Sunday, April 12, 2020

Happy Easter 2020


Tons of Nuns

Santiago de Compostela is the capital of northwest Spain's Galicia region. The cathedral in the main square centers the town and is the ultimate destination for those completing the popular route of the Camino de Santiago from France to Spain. A grueling journey, pilgrims have been determined to conquer the winding route for centuries. The walk takes about a month, if you walk endlessly every day. I arrived in Vigo, Spain, by cruise ship, because walking endlessly on any day disrupts my preassigned pampering schedule, prearranged by an onboard concierge. Cruise ships are more comfortable than gravel roads through tiny towns.

A fancy air-conditioned limo bus whisked me from the ship to the church. The countryside of Spain, mesmerizing enough, is nothing compared to the first glimpse of the Cathedral de Santiago. I wasn't prepared for the magnificence.

I'd been given instructions. I'd been told by the ship's crew who knew: what to wear, how to behave, even who to light a candle for and what to pray. But the splendor of this church, the size and significance it carries within the Catholic religion, the crowds gathered ... something about the atmosphere signaled that this church might be the Mother Church. It is knock-you-over stunning at first sight, and though I'd seen pictures and been coached about everything (because I was leading a passenger group tour), the initial entrance into the square and the first glimpse of the enormous church caught me more than off guard.

The traditional first thing one does is stretch out flat on the several thousand year old pavement stones in front of the church and look backwards up and over your head. Literally, lie down on the dirty pavement and look upside down at the church. Not keen to do this, nor did I believe most people would do it (except lemmings, of course), or that there was anything to see. But there they were. Throngs of people, every shape and age and size, rows of them. Lying on the ground in every manner of clothing, flexing in all kinds of contorted positions to stare up, over and backwards at the church. They looked locked on something.
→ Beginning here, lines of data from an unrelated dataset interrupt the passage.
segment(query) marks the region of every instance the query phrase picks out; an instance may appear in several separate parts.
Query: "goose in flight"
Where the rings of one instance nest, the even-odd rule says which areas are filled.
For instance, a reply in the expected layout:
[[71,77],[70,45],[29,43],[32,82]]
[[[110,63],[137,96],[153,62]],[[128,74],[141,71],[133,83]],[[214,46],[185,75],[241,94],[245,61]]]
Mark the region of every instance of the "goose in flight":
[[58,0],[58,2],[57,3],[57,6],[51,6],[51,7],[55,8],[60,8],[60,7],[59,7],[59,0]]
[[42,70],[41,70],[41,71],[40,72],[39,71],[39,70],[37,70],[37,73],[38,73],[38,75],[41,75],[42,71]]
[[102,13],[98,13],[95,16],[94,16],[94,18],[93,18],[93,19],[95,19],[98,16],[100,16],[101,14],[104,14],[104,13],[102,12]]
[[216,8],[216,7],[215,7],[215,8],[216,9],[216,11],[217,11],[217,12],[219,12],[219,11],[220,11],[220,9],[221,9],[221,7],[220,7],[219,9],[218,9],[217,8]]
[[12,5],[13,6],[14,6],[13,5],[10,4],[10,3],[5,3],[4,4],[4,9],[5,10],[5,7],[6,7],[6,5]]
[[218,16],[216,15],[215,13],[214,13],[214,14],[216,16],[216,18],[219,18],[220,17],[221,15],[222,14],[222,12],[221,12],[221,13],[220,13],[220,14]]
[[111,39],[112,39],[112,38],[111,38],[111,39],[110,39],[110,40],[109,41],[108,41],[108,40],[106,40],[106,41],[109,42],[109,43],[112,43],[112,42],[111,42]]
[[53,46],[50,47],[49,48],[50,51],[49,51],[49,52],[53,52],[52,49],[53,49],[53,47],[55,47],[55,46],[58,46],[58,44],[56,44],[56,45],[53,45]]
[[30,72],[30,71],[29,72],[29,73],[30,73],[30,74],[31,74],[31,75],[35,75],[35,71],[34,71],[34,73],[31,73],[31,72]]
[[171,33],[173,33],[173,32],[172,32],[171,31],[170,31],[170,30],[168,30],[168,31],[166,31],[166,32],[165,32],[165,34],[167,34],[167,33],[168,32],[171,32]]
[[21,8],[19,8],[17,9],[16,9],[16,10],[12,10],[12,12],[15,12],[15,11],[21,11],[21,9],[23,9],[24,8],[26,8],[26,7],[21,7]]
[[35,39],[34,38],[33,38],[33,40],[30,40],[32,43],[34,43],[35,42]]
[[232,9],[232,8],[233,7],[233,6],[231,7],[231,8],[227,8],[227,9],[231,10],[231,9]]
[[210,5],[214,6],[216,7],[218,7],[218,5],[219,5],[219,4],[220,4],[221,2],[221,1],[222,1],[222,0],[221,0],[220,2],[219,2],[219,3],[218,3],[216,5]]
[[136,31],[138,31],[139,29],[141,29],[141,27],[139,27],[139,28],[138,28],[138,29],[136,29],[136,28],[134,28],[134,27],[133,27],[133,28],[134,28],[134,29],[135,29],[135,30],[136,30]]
OK, I thought. I can do that too. Then I did. It made me giggle. There is something to see. But I won't spoil it for you and tell you what, because like me, you'll want to experience that moment for yourself if you ever get to Santiago.

Time to go inside. As ours was a prearranged tour, we had access to a special side door, and I'd been instructed to enter through that different door to check in. The front door to the church had lines that stretched for blocks around the town square. It moved slowly. Worshippers threaded in through the huge, oddly slender front doors, and walked the length of the long church, with their mouths held agape at the majesty and sheer expansiveness inside the towered church, which is filled with relics and color and smells and older set back sections, unseen splendors everywhere an eye lands, even above. Especially above.

I went to the side entrance exclusively used for VIP visitors or clergy of the church. This early afternoon, clergy clogged that side door portal into Santiago. There were tons of nuns. I never saw so many nuns at one time, indistinguishable from one another, except for the different color wimples worn on their heads.

I looked out of place. Gathering my headscarf tight, covering every hair on my head, I tied it up as Marcus had instructed. He said I had to be covered up completely to go in with the nuns.

As if I were going to innocently blend in with tons of nuns. My sins smelled. I felt so out of place. But I stood there, all swaddled in my secret sanctity.

Meanwhile, it was warm. Getting hotter by the minute, as I stood solemnly, waddling side-by-side along with the line, perspiring nervously, moving inch by inch, quietly ahead, all wrapped up like the only person who didn't belong in the nun line.

As we approached the arched entrance, I saw each group of nuns enter and then go off into their own groups or disappear deep into the church to pray. Looking around, the red glass of the hundreds of lit candles cast an eerie glow over the entire church. A smell of old and holy mixed with man-made fabrics and tourists from everywhere and new candles being lit flooded my nose, right before I saw two priests swing the largest incense burner I've ever seen, filled with fiery incense, across the entire length of the church. Intense! Both the incense and the scented assault, not necessarily unpleasant, just too much at once on my various senses. There were many sights and sounds and smells all at once. My covered head needed to burst forth and experience all these surreal scenes. Icons and saints and windows and throngs of people and tons of nuns. Nuns were everywhere. Praying filled the sanctuary with a buzz, words in every tongue imaginable.

But only one tourist was covered up like a nun. Only one looked completely out of place in Santiago de Compostela that sunny Monday afternoon.

Me.

It was a joke. Marcus and the others had set me up to look like a religious zealot, but there are no official dress codes to come into Santiago de Compostela. I took off the scarf that covered my malleable brain.

My group laughed. Strangers laughed. I freed my hair and my soul at the same time. With a laugh, of course.
And among those tons of smiling nuns, I hope at least one of them offered up a prayer for hapless me.

We are all just struggling to make it. To do the best that we can. It's good to have fun. I know. Because I asked a nun.